In [2]:
import re

- What are various methods of Regular Expressions?

The ‘re’ package provides multiple methods to perform queries on an input string. 

    - re.match()
    - re.search()
    - re.findall()
    - re.split()
    - re.sub()

In [24]:
# Create some data
text = 'A flock of 120 quick brown foxes jumped over 30 lazy brown, bears.'

In [25]:
# ^ Matches beginning of line.
re.findall('^A', text)

['A']

In [26]:
# $ Matches end of line.
re.findall('bears.$', text)

['bears.']

In [27]:
# . Matches any single character except newline.
re.findall('f..es', text)

['foxes']

In [28]:
# Find all vowels
re.findall('[aeiou]', text)

['o', 'o', 'u', 'i', 'o', 'o', 'e', 'u', 'e', 'o', 'e', 'a', 'o', 'e', 'a']

In [29]:
# Find all characters that are not lower-case vowels
re.findall('[^aeiou]', text)

['A',
 ' ',
 'f',
 'l',
 'c',
 'k',
 ' ',
 'f',
 ' ',
 '1',
 '2',
 '0',
 ' ',
 'q',
 'c',
 'k',
 ' ',
 'b',
 'r',
 'w',
 'n',
 ' ',
 'f',
 'x',
 's',
 ' ',
 'j',
 'm',
 'p',
 'd',
 ' ',
 'v',
 'r',
 ' ',
 '3',
 '0',
 ' ',
 'l',
 'z',
 'y',
 ' ',
 'b',
 'r',
 'w',
 'n',
 ',',
 ' ',
 'b',
 'r',
 's',
 '.']

In [30]:
# a | b Matches either a or b.
re.findall('a|A', text)

['A', 'a', 'a']

In [31]:
# Find any instance of 'fox'
re.findall('(foxes)', text)

['foxes']

In [33]:
# \w Matches word characters.
# Break up string into five character blocks
re.findall('\w\w\w\w\w\w', text)

['jumped']

In [34]:
# \W Matches nonword characters.
re.findall('\W\W', text)

[', ']

In [35]:
# \s Matches whitespace.

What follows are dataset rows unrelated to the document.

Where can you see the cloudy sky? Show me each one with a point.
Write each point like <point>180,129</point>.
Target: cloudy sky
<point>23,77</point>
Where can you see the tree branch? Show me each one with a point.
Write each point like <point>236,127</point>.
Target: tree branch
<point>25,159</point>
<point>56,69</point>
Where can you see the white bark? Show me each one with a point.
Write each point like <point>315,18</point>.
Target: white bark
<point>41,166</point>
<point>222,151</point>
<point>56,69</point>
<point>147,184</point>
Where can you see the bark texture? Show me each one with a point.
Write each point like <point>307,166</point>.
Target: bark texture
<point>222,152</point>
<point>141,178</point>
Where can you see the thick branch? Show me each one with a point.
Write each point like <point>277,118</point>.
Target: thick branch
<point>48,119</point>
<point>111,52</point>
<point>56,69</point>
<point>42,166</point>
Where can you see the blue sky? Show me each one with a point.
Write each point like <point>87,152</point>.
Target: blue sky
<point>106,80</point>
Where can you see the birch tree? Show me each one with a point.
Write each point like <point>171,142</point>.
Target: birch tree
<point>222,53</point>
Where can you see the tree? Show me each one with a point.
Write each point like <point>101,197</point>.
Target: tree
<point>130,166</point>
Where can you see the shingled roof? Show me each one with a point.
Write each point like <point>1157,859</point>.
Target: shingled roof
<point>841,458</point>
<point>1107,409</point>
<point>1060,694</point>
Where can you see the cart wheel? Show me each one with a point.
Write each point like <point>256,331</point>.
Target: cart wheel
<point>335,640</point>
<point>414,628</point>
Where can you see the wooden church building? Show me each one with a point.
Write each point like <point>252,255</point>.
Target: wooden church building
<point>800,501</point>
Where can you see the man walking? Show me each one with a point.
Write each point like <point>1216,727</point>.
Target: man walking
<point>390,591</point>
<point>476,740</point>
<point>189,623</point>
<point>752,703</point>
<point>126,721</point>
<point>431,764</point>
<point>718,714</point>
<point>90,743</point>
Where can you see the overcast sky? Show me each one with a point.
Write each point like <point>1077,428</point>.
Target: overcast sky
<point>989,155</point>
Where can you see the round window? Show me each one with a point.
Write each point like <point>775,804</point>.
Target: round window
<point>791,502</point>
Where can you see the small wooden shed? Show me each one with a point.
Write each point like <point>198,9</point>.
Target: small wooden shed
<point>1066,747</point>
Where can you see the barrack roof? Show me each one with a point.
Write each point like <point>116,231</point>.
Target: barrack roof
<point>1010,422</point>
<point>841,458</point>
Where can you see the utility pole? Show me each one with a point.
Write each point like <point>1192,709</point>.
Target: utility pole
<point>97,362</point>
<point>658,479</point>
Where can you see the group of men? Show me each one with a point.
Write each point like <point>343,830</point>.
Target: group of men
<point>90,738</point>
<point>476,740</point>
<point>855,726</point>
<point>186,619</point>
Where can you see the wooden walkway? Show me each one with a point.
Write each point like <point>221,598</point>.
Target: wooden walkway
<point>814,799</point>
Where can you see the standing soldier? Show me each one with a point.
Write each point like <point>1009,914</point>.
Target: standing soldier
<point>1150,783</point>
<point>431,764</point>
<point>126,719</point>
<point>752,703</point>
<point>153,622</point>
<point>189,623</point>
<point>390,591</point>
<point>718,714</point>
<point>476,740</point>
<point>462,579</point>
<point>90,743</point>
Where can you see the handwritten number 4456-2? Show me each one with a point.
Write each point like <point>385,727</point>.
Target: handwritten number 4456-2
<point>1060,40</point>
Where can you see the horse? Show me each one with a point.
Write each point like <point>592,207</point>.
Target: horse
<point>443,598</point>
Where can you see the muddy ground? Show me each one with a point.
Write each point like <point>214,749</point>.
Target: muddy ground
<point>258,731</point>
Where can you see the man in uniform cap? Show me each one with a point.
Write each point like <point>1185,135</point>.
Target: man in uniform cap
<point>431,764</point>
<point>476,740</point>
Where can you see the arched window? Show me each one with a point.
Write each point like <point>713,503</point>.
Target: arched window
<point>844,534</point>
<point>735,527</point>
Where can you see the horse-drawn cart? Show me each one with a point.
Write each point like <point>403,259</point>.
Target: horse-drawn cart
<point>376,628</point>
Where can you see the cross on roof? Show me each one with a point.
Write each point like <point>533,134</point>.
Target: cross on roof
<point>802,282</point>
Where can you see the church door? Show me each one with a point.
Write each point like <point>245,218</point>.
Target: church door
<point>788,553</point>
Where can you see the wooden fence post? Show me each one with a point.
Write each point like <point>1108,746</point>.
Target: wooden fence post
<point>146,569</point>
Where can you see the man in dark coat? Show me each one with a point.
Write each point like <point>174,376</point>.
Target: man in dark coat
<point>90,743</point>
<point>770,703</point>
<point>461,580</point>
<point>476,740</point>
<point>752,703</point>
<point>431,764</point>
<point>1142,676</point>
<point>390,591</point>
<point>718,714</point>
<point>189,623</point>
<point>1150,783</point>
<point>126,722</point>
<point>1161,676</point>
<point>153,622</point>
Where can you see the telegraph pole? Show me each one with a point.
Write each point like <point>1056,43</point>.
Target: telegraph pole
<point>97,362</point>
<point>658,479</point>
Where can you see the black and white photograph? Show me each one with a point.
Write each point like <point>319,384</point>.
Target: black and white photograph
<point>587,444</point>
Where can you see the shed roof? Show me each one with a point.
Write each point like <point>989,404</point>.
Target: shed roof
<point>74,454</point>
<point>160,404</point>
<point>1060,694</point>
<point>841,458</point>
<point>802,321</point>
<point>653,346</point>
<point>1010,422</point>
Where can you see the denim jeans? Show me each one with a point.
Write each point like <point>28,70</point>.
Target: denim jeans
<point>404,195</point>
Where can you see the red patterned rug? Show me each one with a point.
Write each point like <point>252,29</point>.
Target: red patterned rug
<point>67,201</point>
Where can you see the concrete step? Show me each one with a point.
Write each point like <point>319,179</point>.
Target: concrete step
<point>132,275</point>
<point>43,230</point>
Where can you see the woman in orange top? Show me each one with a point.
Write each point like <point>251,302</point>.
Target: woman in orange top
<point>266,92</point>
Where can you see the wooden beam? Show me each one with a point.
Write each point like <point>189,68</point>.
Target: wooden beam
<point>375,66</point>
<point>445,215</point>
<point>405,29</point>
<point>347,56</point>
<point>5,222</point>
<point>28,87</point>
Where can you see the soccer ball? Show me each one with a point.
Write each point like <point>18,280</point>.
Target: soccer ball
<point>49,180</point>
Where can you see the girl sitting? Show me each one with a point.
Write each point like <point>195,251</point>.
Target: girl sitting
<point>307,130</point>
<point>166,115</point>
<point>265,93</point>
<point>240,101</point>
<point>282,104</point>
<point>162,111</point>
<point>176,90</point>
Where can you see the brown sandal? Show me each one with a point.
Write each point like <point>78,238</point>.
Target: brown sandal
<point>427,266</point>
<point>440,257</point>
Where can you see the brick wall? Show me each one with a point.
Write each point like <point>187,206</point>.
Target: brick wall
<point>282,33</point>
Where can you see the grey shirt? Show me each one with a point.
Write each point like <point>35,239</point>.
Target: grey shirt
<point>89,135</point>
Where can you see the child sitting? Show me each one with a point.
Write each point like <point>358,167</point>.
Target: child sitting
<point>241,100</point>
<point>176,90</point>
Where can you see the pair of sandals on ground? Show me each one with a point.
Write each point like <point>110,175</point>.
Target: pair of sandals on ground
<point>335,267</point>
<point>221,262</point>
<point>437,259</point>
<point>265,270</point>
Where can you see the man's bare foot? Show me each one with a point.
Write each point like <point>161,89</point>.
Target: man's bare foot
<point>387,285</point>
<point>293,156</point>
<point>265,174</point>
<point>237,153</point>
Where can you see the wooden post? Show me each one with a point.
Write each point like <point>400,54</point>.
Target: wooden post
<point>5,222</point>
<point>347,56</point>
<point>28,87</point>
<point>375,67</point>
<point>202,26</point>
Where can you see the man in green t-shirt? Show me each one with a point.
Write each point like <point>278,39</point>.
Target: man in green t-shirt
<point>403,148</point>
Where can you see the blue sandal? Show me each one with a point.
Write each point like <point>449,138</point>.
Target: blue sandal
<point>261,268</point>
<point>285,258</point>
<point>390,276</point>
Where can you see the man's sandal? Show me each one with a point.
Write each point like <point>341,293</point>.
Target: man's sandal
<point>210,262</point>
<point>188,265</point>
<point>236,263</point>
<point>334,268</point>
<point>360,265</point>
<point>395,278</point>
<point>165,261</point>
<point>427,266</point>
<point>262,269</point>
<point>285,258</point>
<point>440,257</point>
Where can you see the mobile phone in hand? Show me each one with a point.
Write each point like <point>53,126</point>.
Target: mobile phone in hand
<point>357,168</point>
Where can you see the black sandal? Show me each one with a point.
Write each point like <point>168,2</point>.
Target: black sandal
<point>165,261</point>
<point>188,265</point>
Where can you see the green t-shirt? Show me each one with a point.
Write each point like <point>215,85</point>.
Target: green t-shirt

Equivalent to [\t\n\r\f].
re.findall('\s', text)

[' ', ' ', ' ', ' ', ' ', ' ', ' ', ' ', ' ', ' ', ' ', ' ']

In [37]:
# \S Matches nonwhitespace.
re.findall('\S\S\S', text)

['flo',
 '120',
 'qui',
 'bro',
 'fox',
 'jum',
 'ped',
 'ove',
 'laz',
 'bro',
 'wn,',
 'bea',
 'rs.']

In [39]:
# \d Matches digits. Equivalent to [0-9].
re.findall('\d\d', text)

['12', '30']

In [40]:
# [Pp]ython Match “Python” or “python”
re.findall('[Ff]oxes', 'foxes Foxes Doxes')

['foxes', 'Foxes']

In [41]:
# [0-9] Match any digit; same as [0123456789]
re.findall('[0-9]', text)

['1', '2', '0', '3', '0']

In [42]:
# [A-Z] Match any uppercase ASCII letter
re.findall('[A-Z]', 'foxes Foxes')

['F']

In [43]:
# [a-zA-Z0-9] Match any of the above
re.findall('[a-zA-Z0-9]', 'foxes Foxes')

['f', 'o', 'x', 'e', 's', 'F', 'o', 'x', 'e', 's']

In [44]:
# [^aeiou] Match anything other than a lowercase vowel
re.findall('[^aeiou]', 'foxes Foxes')

['f', 'x', 's', ' ', 'F', 'x', 's']

In [45]:
# [^0-9] Match anything other than a digit
re.findall('[^0-9]', 'foxes Foxes')

['f', 'o', 'x', 'e', 's', ' ', 'F', 'o', 'x', 'e', 's']

In [46]:
# \d{3} Match exactly 3 digits
re.findall('\d{3}', text)

['120']

In [47]:
# \d{3,} Match 3 or more digits
re.findall('\d{2,}', text)

['120', '30']

In [48]:
# \d{3,5} Match 3, 4, or 5 digits
re.findall('\d{2,3}', text)

['120', '30']

# More examples

The __match()__ function returns a match object if the text matches the pattern. Otherwise it returns None.

In [17]:
pattern  = r"Cookie"
sequence = "Cookie is great"

result = re.match(pattern, sequence)

if result:
    print("Match!")
else: 
    print("Not a match!")

print(result.group(0))

Match!
Cookie


#### Multiple Matches

The findall() function returns all of the substrings of the input that match the pattern without overlapping.

In [21]:
import re

text = 'abbaaabbbbaaaaa'

pattern = 'ab'

for match in re.findall(pattern, text):
    print ('Found "%s"' % match)

Found "ab"
Found "ab"


finditer() returns an iterator that produces Match instances instead of the strings returned by findall().

In [22]:
text = 'abbaaabbbbaaaaa'

pattern = 'ab'

for match in re.finditer(pattern, text):
    s = match.start()
    e = match.end()
    print ('Found "%s" at %d:%d' % (text[s:e], s, e))

Found "ab" at 0:2
Found "ab" at 5:7


# Finding Patterns in Text

The most common use for re is to search for patterns in text. This example looks for two literal strings, 'this' and 'that', in a text string.

In [15]:
patterns = [ 'this', 'that' ]
text     = 'Does this text match the pattern?'

for pattern in patterns:
    print ('Looking for "%s" in "%s" ->' % (pattern, text))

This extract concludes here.